Security As A Product

I am smiling as I write this, precisely because of the changing viewpoints, I have been having around this subject. The question is ‘Can Security Services be managed and sold as a Product?’ something that many clients/customers would like to have.

When I started, I would never have agreed that it is possible to sell it as a product. The service that we provide as assessments, reviews & pen-tests, not only figure the vulnerability that you may have in your systems, but also reflects the creativity of the person carrying out the assessment. While there are always issues that everyone/anyone can find, some of the issues are just your own and show your out of the box thinking, wit and timely execution in the right direction.

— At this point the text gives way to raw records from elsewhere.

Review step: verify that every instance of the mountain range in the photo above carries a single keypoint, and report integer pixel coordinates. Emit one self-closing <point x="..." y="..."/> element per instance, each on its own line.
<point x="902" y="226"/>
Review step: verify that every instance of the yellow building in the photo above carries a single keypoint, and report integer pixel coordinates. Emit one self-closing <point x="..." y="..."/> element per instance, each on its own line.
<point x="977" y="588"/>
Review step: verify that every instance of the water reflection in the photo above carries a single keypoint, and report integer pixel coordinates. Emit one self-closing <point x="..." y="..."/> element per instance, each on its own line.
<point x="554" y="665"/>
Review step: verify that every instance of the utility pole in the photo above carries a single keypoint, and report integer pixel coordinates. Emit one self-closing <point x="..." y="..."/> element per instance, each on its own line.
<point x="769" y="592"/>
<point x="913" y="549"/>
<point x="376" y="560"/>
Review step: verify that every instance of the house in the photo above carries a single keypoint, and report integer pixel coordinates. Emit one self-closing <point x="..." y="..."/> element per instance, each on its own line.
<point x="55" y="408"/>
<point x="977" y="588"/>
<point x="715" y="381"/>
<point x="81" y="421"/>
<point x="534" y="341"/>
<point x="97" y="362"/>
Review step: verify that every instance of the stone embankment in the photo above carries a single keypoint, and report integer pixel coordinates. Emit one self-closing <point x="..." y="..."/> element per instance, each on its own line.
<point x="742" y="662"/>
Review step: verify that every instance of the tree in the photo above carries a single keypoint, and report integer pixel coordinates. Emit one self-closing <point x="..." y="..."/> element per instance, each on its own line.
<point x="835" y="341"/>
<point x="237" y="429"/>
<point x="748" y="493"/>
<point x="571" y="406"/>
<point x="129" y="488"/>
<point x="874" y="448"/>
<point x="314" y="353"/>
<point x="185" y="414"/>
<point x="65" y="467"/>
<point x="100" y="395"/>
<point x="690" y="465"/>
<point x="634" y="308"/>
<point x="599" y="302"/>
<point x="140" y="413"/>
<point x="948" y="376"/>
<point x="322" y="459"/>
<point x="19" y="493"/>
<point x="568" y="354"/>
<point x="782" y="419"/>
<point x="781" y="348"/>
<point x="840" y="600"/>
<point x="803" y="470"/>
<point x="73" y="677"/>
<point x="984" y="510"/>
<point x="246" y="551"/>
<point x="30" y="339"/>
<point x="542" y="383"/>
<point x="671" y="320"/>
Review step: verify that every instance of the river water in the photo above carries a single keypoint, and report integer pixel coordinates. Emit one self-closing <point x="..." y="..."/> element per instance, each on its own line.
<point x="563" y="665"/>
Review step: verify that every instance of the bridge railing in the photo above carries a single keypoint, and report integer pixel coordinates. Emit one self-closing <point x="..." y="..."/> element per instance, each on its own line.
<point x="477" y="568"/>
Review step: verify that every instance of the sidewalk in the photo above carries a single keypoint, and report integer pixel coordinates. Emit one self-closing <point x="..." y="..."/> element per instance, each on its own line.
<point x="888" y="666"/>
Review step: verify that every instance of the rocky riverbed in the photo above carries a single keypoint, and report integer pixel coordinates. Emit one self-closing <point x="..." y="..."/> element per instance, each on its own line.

For example, a pen-test report can give you two types of findings – some, those can be automated and others that are more logical and need to be found manually. The second type is not generally automatize and is very context dependent in terms of exploitability and impact. Hence, I believed that Security can only be a service and not a product (Product gives you the same result always). It was like the question- Can machines replace us? The answer to which would be ‘NO’.

As I progressed however, I have seen the confusion clients face when getting different kinds of reports from the same (Services) company and the dangerous debate around ‘quality of Findings’. Let’s take the example of a salon. There are various stylists providing you the service of say hairCuts but you might prefer one(stylist) over the other. So, on one fine day, if your stylist isn’t available, would you still go there?

As a Services shop, we must ensure that this trust remains irrespective of some key consultants. That happens, when we start treating the team as the Offering rather than the individual. We need to understand the strength and weakness of each individual but also of the team in general. When you know that for individuals, you can cater to your client expectations better. While, when you know that for the team, you can drive bigger projects, ensure better innovation for your ‘security product’ and own the game in the long run.

This brings about the next question of maintaining standards, just like a product does. Can the service be approached as a checklist or will the output always vary?

Science Vs Art

Some level of consistency is necessary to maintain the standard of your service. To an extent this can be done with following some checklists. This is especially important when you have freshers/newcomers who are still learning but do represent your brand. If nothing else, it guarantees ‘Coverage’ when assessing complex systems.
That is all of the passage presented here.